Transmission, répertoires et traditions
Dans Poétiques et politiques des répertoires, les danses d’après, I (paru en 2017), j’ai voulu observer la façon dont se transmettent et se transforment des traditions en danse scénique et la façon dont elles s’inventent. Ces « danses d’après », ce sont des danses d’après d’autres danses, c’est-à-dire qui varient, recyclent ou en interprètent d’autres à travers des traditions et des répertoires différents. Il m’est en effet vite apparu qu’il fallait s’interroger sur la notion de répertoire et sur ce qu’elle désigne, en partant de l’étude d’une compagnie dite de répertoire, celle de l’Opéra de Paris. En observant le devenir d’une œuvre comme Giselle par exemple, depuis sa création en 1841, on peut remarquer une grande liberté d’interprétation et de composition dans ses multiples reprises par les danseurs et les maîtres de ballet, liberté ou marge de manœuvre que je ne voyais pas par exemple dans la démarche des Carnets Bagouet.

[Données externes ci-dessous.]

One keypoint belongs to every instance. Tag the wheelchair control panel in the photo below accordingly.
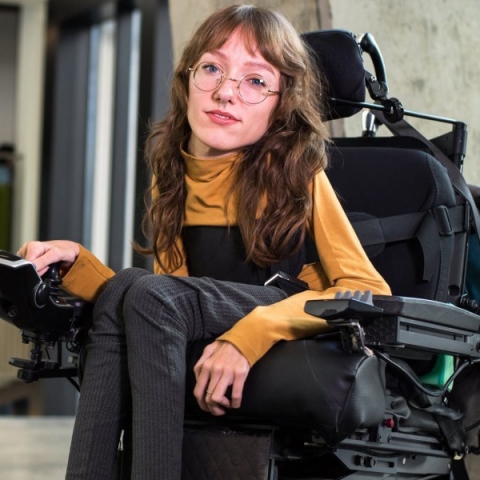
(48, 318)
(400, 323)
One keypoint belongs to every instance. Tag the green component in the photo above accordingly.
(441, 372)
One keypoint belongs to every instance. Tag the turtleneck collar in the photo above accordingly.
(206, 169)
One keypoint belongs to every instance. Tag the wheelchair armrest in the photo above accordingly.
(46, 316)
(404, 323)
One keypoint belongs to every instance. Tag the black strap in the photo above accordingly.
(403, 129)
(460, 470)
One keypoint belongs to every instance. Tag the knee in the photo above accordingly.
(155, 297)
(117, 287)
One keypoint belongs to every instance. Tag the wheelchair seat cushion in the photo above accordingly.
(307, 383)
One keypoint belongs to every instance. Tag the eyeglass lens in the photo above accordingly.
(252, 88)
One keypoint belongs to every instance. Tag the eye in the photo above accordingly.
(211, 69)
(255, 81)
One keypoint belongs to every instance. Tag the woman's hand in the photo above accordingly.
(43, 254)
(220, 366)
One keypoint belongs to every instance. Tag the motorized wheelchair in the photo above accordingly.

Ils étaient très soucieux d’être fidèles à l’auteur, à l’œuvre comme aux façons même d’interpréter Bagouet, parce que la conception de l’œuvre y est loin de ce qu’on appelle un « ballet ». Ma réflexion sur la mémoire des œuvres en danse ne pouvait faire l’économie d’une analyse du fonctionnement du répertoire du ballet dit
« classique », de son système global, d’une approche structurale, il y avait là beaucoup à apprendre sur la question de la mémoire des œuvres. Avant même d’aborder la façon dont les « contemporains » reprenaient leur propre répertoire et notamment les œuvres dites modernes, il fallait faire un détour par les cadres de ces répertoires qui sont transmis de corps en corps, non sans discontinuités et transformations. Il me fallait comprendre comment et pourquoi on danse toujours Giselle aujourd’hui.